Israel signed, but has not ratified, the 1993 Chemical Weapons Convention. Israel has never signed the largely symbolic 1972 Biological Weapons Convention, nor did it ever explain the reasons behind its abstinence. It is time for Israel to show its good will by explicitly joining the ban over these two categories of WMD. On the nuclear issue, not to be forgotten, Israel should also find a way to engage more actively with the nonproliferation regime, even though it is clear that it cannot sign the Non-Proliferation Treaty itself.

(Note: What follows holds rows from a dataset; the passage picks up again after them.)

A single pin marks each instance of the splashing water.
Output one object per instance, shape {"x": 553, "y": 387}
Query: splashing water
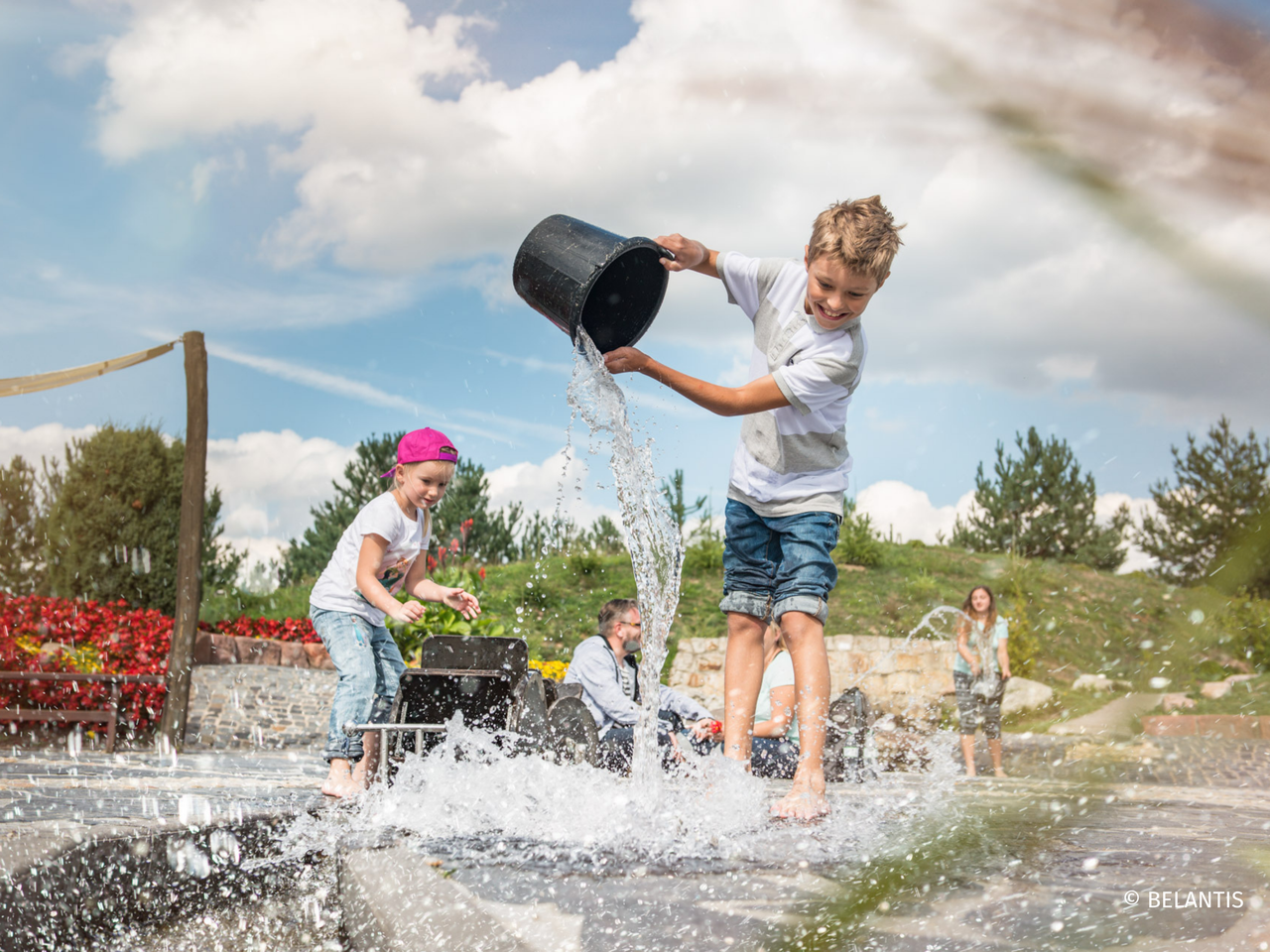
{"x": 652, "y": 537}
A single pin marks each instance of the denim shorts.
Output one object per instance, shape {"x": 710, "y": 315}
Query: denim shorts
{"x": 370, "y": 666}
{"x": 772, "y": 565}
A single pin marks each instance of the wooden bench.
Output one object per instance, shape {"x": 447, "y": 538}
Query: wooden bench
{"x": 109, "y": 717}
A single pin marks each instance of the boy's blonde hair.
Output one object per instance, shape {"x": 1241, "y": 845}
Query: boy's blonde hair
{"x": 862, "y": 235}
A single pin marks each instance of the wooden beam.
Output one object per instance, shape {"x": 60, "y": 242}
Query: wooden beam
{"x": 190, "y": 548}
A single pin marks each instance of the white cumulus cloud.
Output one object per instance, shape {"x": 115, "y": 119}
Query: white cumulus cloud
{"x": 898, "y": 508}
{"x": 706, "y": 123}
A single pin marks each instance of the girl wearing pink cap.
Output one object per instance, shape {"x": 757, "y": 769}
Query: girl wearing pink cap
{"x": 376, "y": 557}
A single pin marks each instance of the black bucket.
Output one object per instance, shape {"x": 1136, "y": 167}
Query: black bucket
{"x": 578, "y": 276}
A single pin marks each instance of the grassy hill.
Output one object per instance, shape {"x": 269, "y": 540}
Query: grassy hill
{"x": 1130, "y": 627}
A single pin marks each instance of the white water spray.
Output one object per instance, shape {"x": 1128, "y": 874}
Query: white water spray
{"x": 652, "y": 537}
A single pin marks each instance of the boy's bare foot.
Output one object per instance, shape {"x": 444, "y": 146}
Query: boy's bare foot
{"x": 806, "y": 800}
{"x": 340, "y": 782}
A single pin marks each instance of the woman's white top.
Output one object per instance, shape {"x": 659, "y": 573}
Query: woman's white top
{"x": 778, "y": 674}
{"x": 336, "y": 587}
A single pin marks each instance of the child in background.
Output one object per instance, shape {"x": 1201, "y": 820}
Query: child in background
{"x": 792, "y": 466}
{"x": 983, "y": 705}
{"x": 376, "y": 557}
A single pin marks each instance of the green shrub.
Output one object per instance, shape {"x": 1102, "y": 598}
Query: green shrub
{"x": 1247, "y": 621}
{"x": 857, "y": 539}
{"x": 1023, "y": 645}
{"x": 702, "y": 556}
{"x": 441, "y": 620}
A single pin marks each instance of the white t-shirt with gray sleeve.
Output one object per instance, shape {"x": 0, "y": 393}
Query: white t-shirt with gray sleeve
{"x": 794, "y": 458}
{"x": 336, "y": 587}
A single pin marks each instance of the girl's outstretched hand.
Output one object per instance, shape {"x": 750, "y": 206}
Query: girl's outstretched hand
{"x": 462, "y": 602}
{"x": 408, "y": 612}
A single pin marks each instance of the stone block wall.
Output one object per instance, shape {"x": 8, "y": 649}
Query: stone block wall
{"x": 259, "y": 693}
{"x": 898, "y": 675}
{"x": 259, "y": 706}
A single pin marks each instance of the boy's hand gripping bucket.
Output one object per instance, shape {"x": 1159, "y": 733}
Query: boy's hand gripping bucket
{"x": 583, "y": 277}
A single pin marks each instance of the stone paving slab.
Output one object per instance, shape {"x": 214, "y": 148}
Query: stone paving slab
{"x": 51, "y": 802}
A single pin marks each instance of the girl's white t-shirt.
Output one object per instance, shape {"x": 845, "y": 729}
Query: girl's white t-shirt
{"x": 778, "y": 674}
{"x": 336, "y": 587}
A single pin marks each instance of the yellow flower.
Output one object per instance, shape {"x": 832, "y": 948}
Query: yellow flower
{"x": 556, "y": 670}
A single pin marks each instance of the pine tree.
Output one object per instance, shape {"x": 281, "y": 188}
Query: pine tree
{"x": 113, "y": 521}
{"x": 1219, "y": 488}
{"x": 21, "y": 565}
{"x": 680, "y": 509}
{"x": 307, "y": 558}
{"x": 463, "y": 515}
{"x": 1040, "y": 507}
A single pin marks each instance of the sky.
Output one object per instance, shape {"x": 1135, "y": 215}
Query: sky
{"x": 333, "y": 191}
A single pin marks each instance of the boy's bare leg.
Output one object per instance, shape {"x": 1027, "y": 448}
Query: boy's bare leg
{"x": 968, "y": 753}
{"x": 742, "y": 676}
{"x": 994, "y": 751}
{"x": 366, "y": 769}
{"x": 806, "y": 638}
{"x": 339, "y": 780}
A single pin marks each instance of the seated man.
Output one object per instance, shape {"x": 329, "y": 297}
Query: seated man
{"x": 606, "y": 669}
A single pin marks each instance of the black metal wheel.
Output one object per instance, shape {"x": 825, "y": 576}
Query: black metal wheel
{"x": 572, "y": 734}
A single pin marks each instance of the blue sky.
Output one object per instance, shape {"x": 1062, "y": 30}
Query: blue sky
{"x": 335, "y": 206}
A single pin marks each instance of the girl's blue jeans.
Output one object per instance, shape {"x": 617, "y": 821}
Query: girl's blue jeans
{"x": 370, "y": 666}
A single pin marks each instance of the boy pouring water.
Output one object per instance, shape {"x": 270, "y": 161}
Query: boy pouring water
{"x": 376, "y": 557}
{"x": 792, "y": 466}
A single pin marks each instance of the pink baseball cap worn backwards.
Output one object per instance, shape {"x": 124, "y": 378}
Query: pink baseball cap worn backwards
{"x": 421, "y": 445}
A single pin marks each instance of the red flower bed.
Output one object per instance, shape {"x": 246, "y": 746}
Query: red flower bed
{"x": 286, "y": 630}
{"x": 64, "y": 635}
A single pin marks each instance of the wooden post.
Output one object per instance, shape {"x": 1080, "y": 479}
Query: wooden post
{"x": 190, "y": 548}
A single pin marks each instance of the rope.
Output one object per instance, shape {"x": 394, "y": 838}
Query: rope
{"x": 13, "y": 386}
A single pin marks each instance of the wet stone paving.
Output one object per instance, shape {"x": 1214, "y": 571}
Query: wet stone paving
{"x": 1160, "y": 843}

Much more remains to be done in a campaign that ultimately will be measured in decades rather than years. But each of the steps along the process will be eased if Arab and Iranian societies see that Israel too acknowledges that its own arsenal is part of the problem.
The United States, as chief cop on the block and Israel’s main protector, also must demonstrate fairness. The Iranian and Arab polities crave fairness as they perceive it has been denied to them. Their perceptions may be debatable, and Israel’s existential security cannot be traded away, but some Israeli contribution to regional disarmament is imperative.
George Perkovich is author of “India’s Nuclear Bomb” and vice president for studies at the Carnegie Endowment for International Peace. Avner Cohen is author of “Israel and the Bomb” and senior research fellow at the University of Maryland.